All these guys are doing great things and working really hard at what they do, and they are more often than not writing about it and sharing ideas and production techniques, which I admire a great deal. Going back to film sound, I admire and respect the work of Randy Thom a great deal, one of the high points in my career was to get to work with him directly. I’m also greatly inspired by his role as an ambassador for sound in all media, especially film, but equally in video games, he sees the potential and opportunities in games for great sound; this comes across clearly in the video interview I did with him for Scarface, which I believe you have a link to on your site somewhere.
DS: How long you play video games?
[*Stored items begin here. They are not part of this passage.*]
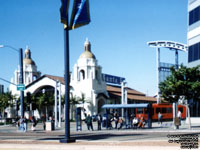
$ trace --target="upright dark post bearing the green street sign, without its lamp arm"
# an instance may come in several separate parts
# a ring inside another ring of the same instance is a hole
[[[22,48],[19,49],[19,64],[20,64],[20,76],[19,76],[19,83],[24,84],[24,77],[23,77],[23,52]],[[20,91],[20,104],[21,104],[21,116],[24,118],[24,91]]]

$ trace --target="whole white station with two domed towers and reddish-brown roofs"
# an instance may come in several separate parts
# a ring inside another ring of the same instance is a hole
[[[102,67],[98,64],[96,56],[91,51],[91,43],[86,39],[84,43],[84,51],[74,64],[73,71],[70,76],[70,96],[76,98],[84,98],[83,104],[77,105],[81,107],[84,114],[96,115],[105,113],[101,107],[104,104],[120,104],[121,103],[121,85],[108,84],[102,73]],[[13,80],[13,79],[12,79]],[[19,83],[19,69],[15,71],[15,84]],[[37,71],[37,66],[31,58],[29,49],[25,50],[24,58],[24,83],[26,85],[25,96],[28,92],[37,95],[42,92],[54,92],[57,89],[58,95],[65,94],[64,78],[44,74]],[[60,85],[57,88],[58,83]],[[10,91],[19,96],[16,86],[10,86]],[[146,96],[144,93],[127,87],[128,103],[156,103],[156,98]],[[53,114],[54,106],[48,108],[48,112]],[[63,107],[63,106],[62,106]],[[62,113],[64,110],[62,109]]]

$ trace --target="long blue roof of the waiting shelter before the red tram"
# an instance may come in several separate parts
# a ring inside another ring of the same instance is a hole
[[[105,104],[103,109],[118,109],[118,108],[147,108],[149,104]]]

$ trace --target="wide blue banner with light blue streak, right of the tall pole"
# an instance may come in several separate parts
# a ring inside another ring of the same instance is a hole
[[[70,28],[75,29],[89,22],[89,0],[74,0]]]

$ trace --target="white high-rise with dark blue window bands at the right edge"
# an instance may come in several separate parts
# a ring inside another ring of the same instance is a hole
[[[200,64],[200,0],[188,0],[188,66]]]

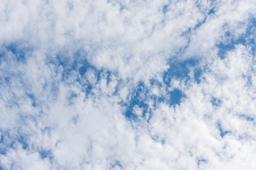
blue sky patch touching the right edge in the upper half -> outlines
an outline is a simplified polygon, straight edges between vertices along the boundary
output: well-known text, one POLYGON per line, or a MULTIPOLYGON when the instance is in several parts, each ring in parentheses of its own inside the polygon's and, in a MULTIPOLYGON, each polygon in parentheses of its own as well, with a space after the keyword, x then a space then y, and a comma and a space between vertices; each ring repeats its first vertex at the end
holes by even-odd
POLYGON ((230 39, 230 41, 227 43, 220 42, 219 44, 216 44, 216 46, 219 49, 218 55, 221 59, 225 58, 225 55, 228 51, 234 50, 235 46, 237 44, 243 44, 244 46, 250 46, 252 55, 255 55, 255 31, 256 31, 256 20, 255 18, 252 18, 247 26, 247 29, 244 34, 242 34, 238 39, 234 39, 229 31, 225 33, 225 37, 227 39, 230 39))

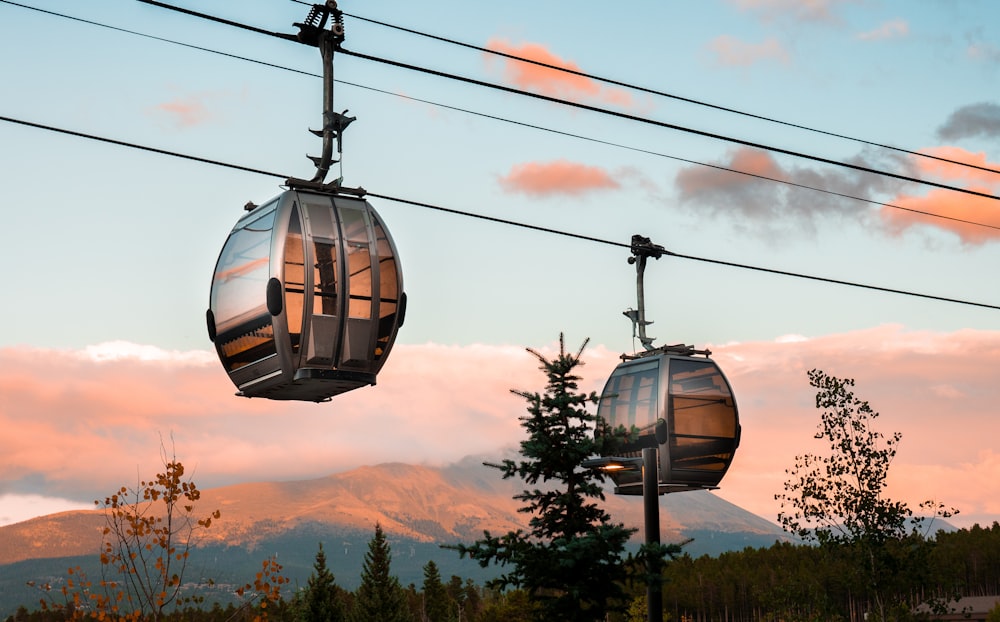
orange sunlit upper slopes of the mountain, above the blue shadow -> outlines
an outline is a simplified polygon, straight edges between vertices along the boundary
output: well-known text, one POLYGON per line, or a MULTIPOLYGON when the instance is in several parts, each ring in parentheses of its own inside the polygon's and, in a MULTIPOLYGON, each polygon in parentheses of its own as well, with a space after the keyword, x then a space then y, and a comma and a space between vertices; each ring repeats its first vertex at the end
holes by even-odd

What are your favorite titles of all time?
RB: I’ve played since the early 1980′s. I’ve grown up with games as an influence from arcades to the ZX Spectrum and all the way through to the current consoles. I have a great nostalgia for some of the old Spectrum games like Manic Miner, Sabre Wulf, Jet Set Willy and Highway Encounter, but I think that’s just a nostalgia thing, although I do still play those games every now and again on an emulator and they are still fun and I can;t believe how difficult some of them were! A lot of the game I currently enjoy are probably not games that I’d like to have worked on. often the process of working on a game for 2 – 3 years means that you probably don’t ever want to play that game again in your life. I think favourite games are like favourite movies, they change all the time depending on what you are looking for at that moment. I do always come back to GTA though! – Their cut-scenes, story, presentation and open-world game-play is so well executed, they are so far ahead of anything anyone is doing right now in that genre.
DS: I know you’re writing a book. Could you tell something more about this?
RB: Yeah, the book is going to be out early 2010. It is a collection of various articles that I’ve published over the last ten years, all freshly edited along with a great deal of previously unpublished and new articles. There is no technical information in the book and it isn’t a beginner’s guide to sound, the focus, and I guess the theme you can draw underneath all my writing, is the creative and production process – in particular the connections between film sound and game sound. There is a rich lineage and heritage that game sound has inherited from film sound, among other media, and the book explores those themes and connections. For me, writing is a huge part of the process of developing sound for games. I document things that I come across that I think may be common problems that need some kind of solution, or at the very least to be able to share something for which I cannot find any reading material. It also helps me to think about various production issues and to understand them, somehow getting them down on paper and trying to clarify them is a big part of the process for me.
DS: Finally, could you tell us something about your future projects?
RB: I am currently working as audio director on an unnanounced project right now with Radical. Aside from the ‘day job’, I’m also working with the IESD on the reference level standards document and as well as editing the book for release in early next year.